I made a simple model to see if using my GPU would improve speed, it did not. I want to understand if my GPU works correctly or whether I need to change settings to have more benefit from GPU.
My GPU is recognized, but… in the task manager it seems to be never busy.
Would my GPU have more benefit if I changed settings (like batch size, or larger model, or more data)?
You would need to select the compute view in Windows’ Task Manager as the default view won’t show the utilization of compute applications.
Yes, increasing the workload should increase the utilization as your current use case might be CPU-limited. If you want to use this small model, you might want to use CUDA Graphs as it will reduce the CPU workload.
Thanks @ptrblck . I tried the compute view in the task manager but that doesn’t show anything.
I ran a different code snippet this time (see below), which maybe doesn’t show in compute? I only see a spike when I close/restart the python kernel in one or two of the Copy views.
nvidia-smi in cmd gives me most hope that my GPU is doing something.

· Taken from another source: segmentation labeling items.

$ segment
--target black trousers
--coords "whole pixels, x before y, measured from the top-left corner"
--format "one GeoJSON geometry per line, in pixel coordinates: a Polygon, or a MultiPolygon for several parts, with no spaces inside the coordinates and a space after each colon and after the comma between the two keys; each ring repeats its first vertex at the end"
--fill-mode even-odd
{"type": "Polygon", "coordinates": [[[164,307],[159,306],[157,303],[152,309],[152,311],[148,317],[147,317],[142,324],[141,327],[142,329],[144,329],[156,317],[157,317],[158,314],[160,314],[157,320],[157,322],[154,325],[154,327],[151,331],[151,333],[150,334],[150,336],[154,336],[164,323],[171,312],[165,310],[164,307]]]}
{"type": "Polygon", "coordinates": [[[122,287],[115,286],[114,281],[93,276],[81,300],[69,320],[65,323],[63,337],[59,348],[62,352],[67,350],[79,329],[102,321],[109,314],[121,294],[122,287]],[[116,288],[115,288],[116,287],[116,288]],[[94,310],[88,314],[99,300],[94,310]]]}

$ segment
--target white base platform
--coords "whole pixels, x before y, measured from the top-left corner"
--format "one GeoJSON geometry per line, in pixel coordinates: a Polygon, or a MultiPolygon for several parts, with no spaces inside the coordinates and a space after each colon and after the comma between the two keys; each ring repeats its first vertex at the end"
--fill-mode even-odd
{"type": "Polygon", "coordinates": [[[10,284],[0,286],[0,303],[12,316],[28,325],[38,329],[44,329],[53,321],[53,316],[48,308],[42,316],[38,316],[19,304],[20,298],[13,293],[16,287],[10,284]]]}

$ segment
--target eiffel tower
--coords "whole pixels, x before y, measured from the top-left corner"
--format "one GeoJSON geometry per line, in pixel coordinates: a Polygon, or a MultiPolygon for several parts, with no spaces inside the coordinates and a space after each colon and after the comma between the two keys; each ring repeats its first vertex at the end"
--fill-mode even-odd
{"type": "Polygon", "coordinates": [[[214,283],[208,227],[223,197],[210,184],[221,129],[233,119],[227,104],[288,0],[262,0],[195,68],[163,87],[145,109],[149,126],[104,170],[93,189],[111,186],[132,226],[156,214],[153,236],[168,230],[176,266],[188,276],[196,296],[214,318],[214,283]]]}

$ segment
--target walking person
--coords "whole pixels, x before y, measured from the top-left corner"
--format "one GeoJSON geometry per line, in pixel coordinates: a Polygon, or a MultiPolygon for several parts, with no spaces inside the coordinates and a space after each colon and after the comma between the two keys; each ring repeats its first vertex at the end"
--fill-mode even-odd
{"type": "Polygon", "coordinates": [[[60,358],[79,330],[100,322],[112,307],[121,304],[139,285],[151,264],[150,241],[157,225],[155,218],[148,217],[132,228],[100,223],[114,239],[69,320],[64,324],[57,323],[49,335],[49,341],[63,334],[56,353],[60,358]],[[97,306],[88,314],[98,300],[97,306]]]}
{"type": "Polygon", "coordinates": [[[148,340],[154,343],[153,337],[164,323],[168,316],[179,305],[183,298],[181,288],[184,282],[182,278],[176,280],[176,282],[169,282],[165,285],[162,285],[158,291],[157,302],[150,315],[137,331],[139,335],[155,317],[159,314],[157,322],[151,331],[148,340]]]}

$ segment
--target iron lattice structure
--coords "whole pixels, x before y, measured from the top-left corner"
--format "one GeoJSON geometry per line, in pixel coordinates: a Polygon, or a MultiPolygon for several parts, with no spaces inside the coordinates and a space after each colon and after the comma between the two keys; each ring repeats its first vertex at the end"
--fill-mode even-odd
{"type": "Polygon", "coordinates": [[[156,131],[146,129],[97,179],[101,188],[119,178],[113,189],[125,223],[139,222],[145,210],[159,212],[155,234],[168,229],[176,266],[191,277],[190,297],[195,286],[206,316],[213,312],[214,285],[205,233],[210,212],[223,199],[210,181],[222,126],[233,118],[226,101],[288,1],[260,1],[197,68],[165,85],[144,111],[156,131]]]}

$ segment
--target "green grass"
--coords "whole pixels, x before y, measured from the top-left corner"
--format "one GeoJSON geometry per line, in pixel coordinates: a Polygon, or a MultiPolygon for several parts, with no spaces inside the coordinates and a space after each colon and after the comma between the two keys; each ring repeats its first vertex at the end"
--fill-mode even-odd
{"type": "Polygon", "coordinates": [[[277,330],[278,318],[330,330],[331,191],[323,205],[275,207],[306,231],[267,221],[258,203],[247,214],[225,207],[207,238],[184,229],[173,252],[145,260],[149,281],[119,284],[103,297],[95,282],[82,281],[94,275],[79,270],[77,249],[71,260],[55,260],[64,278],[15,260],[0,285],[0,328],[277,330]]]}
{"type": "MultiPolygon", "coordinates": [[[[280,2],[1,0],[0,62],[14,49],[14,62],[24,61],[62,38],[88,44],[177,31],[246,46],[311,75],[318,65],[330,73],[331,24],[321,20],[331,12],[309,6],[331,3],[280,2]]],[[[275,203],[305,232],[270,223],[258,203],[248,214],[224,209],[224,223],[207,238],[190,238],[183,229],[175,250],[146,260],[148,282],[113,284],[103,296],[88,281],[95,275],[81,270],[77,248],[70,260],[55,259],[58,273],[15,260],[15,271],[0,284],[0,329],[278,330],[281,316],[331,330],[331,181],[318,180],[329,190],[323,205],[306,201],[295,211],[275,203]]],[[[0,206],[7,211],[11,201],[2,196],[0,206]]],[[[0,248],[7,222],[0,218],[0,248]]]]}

Temperature increases from 45 to 76 Celsius and the Volatile GPU-Util goes from 0% to 100%
import torch
import time
device = "cuda"
x = torch.randn(10000, 10000)
## CPU version
start_time = time.time()
_ = torch.matmul(x, x)
end_time = time.time()
print(f"CPU time: {(end_time - start_time):6.5f}s")
for _ in range(10):
## GPU version
x = x.to(device)
_ = torch.matmul(x, x) # First operation to 'burn in' GPU
# CUDA is asynchronous, so we need to use different timing functions
start = torch.cuda.Event(enable_timing=True)
end = torch.cuda.Event(enable_timing=True)
start.record()
_ = torch.matmul(x, x)
end.record()
torch.cuda.synchronize() # Waits for everything to finish running on the GPU
print(f"GPU time: {0.001 * start.elapsed_time(end):6.5f}s") # Milliseconds to seconds
# CPU time: 20.77174s
# GPU time: 0.59403s
Thanks for your reply. And indeed, I see that with a larger model and/or larger batch size, GPU is faster.
Besides the speed of blasting through samples, there is the performance, and from what I read online, a smaller batch size is considered to generalize better right? So, that’s one reason to not go overboard with an extremely large batch size, I guess.
It’s quite the opposite. Larger batch size is better for generalization. Usually memory constraints are the reason for smaller batches. But accumulating gradients before backprop across batches can mimic a larger batch size.
" It is often reported that when increasing the batch size for a problem, there exists a threshold after which there is a deterioration in the quality of the model. This behavior can be observed for the F2 and C1 networks in Figure 4. In both of these experiments, there is a batch size (≈ 15000 for F2 and ≈ 500 for C1) after which there is a large drop in testing accuracy."
In other words, accuracy increases up to a certain point as batch size increases, until around 15,000 and 500 respectively in these given models and datasets. If your batch size is 32, you’re probably still well below that threshold.
Recently, while working on my project, I trained a neural network with approximately 10K parameters. Initially, I used a batch size of 128, and the network converged quickly. To better utilize my GPU, I increased the batch size to 2048, but to my surprise, the convergence rate slowed down compared to 128.
May be do I need to reduce my learning rate, if I increase my batch size or vice versa for small batch sizes ?
One thing I learned is that larger batch sizes often lead to better generalization, while smaller batch sizes tend to result in faster convergence. How do I know which one to follow.
The paper shared earlier by @Eardrum7 suggested that larger batch size(as in 10% or more of the total training data) showed a consistently lower performance drop.
However, I don’t know of any definitive studies that show how this behavior scales based on total dataset size. That would be interesting to see.
With a larger batch size, you have fewer update steps per epoch. So, with the same learning rate you converge slower. If you want to use a larger batch size you can increase the learning rate and have the same convergence speed. See this paper.
They show that you can have the same convergence speed, but due to larger batch size, much faster computation, resulting in less total time. You do have to be careful with the first updates, see Figure 2.